Remember: Organizations may be very advanced in some areas while still developing in other areas. For example, a young or small organization formed to respond to a specific situation could be at a high level on quality of programs but at a lower level on infrastructure.  In fact, a “low” score on infrastructure probably means that the group is focused right where it needs to in its early phase of development. We offer the levels as a way to measure current practices and raise points of inquiry to best define what your group needs to meet its goals.

Below are descriptions of each level (See also the Glossary):

Level 1: Emerging. Generally corresponds to a small, young or start-up phase. The group may have come together around a specific campaign or project focus without explicit commitment to collective, long-term work toward systemic change. Work is driven by a small number of committed staff and board, but may not have significant resources. Structure is a bit loose or ad-hoc, with informal processes and practices. May be more spontaneous and reactive.

Level 2: Developing.   Basic practices are in place regarding planning, program design and organizational leadership, but processes are still often informal or inconsistent. Scale of organizing and advocacy may be somewhat limited and primarily responsive to immediate opportunities to win concrete change.

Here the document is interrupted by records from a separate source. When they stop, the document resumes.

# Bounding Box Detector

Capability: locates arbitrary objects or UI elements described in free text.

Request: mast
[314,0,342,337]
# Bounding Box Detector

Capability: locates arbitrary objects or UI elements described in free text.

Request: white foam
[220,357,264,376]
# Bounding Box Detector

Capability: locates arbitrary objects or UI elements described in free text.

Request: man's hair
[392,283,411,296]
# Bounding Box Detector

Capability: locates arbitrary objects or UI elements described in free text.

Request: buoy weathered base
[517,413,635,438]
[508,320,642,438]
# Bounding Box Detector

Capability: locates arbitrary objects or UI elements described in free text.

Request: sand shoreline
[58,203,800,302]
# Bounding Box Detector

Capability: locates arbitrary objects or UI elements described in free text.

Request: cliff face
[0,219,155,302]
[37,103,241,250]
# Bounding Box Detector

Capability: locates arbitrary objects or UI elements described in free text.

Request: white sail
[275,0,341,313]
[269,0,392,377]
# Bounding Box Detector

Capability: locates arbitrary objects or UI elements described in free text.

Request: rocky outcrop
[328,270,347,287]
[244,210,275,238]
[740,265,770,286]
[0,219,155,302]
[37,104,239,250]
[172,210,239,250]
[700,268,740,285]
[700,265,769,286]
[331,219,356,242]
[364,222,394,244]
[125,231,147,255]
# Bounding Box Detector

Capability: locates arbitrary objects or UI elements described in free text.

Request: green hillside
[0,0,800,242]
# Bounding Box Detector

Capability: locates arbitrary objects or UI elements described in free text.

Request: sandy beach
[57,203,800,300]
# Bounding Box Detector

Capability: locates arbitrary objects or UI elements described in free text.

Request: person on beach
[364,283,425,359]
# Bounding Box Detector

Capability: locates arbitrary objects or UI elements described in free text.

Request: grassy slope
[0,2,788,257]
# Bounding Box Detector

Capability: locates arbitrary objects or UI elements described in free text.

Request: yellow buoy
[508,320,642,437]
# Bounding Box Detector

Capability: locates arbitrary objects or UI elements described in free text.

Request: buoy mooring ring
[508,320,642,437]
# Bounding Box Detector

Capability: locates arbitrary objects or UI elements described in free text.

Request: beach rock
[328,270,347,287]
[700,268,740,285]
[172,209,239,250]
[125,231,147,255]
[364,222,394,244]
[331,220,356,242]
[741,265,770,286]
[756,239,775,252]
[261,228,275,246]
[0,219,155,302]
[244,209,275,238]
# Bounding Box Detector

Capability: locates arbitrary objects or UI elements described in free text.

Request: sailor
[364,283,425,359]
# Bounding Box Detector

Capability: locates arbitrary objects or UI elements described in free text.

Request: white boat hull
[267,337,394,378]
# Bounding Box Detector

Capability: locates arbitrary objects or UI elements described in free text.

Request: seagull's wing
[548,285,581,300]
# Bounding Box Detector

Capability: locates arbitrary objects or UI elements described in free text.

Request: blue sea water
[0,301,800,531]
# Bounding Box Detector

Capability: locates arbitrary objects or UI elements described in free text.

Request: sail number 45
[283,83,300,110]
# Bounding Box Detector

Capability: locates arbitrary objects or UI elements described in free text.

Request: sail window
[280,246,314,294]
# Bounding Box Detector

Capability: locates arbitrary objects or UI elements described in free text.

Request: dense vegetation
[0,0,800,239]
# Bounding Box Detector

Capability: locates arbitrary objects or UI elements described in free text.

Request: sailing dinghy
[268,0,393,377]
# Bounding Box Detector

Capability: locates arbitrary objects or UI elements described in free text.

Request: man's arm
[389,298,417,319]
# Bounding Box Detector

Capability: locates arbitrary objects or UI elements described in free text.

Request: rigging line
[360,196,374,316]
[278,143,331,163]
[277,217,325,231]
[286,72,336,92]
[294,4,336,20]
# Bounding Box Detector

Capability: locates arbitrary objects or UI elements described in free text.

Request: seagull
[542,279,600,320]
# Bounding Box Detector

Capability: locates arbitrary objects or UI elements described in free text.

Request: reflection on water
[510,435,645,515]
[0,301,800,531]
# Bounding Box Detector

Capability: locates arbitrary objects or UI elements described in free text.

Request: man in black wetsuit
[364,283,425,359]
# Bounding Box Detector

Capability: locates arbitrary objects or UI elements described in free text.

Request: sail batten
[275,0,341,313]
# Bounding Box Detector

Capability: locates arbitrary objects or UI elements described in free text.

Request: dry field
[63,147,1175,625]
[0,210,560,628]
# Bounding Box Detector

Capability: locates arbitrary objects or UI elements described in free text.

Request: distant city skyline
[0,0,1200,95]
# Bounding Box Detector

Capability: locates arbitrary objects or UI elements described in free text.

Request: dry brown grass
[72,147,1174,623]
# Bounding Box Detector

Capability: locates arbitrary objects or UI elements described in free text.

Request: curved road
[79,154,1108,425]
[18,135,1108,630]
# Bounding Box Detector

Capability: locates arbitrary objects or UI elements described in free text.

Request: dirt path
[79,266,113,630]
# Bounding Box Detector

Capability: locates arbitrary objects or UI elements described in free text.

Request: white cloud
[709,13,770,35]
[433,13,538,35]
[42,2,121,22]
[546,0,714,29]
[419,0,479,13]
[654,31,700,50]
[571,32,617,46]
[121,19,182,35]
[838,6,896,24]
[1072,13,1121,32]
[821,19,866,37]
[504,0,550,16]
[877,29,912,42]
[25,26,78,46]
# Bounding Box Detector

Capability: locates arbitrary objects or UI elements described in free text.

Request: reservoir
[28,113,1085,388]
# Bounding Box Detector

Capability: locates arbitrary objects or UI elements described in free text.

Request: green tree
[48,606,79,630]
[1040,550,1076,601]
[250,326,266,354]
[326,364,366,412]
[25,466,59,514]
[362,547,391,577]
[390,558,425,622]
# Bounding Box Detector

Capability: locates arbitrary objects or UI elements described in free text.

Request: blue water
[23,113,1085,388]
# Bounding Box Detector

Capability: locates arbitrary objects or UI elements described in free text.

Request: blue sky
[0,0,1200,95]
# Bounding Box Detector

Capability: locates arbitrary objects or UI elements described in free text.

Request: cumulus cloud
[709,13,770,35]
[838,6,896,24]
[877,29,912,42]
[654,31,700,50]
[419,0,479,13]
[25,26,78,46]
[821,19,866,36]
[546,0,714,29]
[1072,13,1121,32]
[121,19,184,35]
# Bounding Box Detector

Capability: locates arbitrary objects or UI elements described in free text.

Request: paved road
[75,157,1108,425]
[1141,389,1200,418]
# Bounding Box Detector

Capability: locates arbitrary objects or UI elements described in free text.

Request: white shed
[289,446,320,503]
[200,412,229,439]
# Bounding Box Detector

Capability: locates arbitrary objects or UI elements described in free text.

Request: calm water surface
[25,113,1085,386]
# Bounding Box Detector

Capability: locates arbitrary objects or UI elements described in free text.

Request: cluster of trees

Level 3: Progressing. Clear analysis of structural injustice and inequities and commitment to work together over the long haul. Shared vision, values, and common understanding across the organization. Increased clarity about the importance of internal capacity-building and leadership development.  Moderate level of infrastructure in place.

Level 4: Strategic.  Diverse strategies and tactics aimed at transforming policies, institutions, culture, individual attitudes and behavior, and reframing the larger public debate and social norms. Skills, resources, and infrastructure aligned with scope of goals. Practices and policies are written, transparent, understood, and consistently implemented.  Strategic and proactive planning, and commitment to shared power and leadership development at all levels. Visible commitment to movement building with active strategic partnerships with other alliances to scale up for broader impact.

Using the average responses across all areas, the assessment provides you with an overall level that reflects these typical phases of organizational development.  

Q) Is the My Healthy Organization assessment filled out all online?

A) The MHO Assessment lives on a user-friendly web platform.  Participants fill out the tool through our website; this usually takes less than an hour.  If needed, participants have the option to fill out the assessment on a paper copy and have their responses integrated into the overall results.

Q) Are individual’s assessment responses kept confidential? How?

A) Yes. Assessment data is summarized without names, and if quotes are shared they are not attributed by name but rather used to illustrate meaningful points. The auto-generated reports provide several controls to ensure that all responses and reports are anonymous.

Q) What is the process: How do we know how to do this?

A) First off: You won’t be alone. You will be guided by RoadMap’s Customer Service team or a facilitator who has received specific training on the MHO assessment.

You’ll move through preparation, taking the assessment and analyzing the results to create an action plan.  While every assessment process is different, you can expect the experience to follow the general outline on the Taking the Assessment page.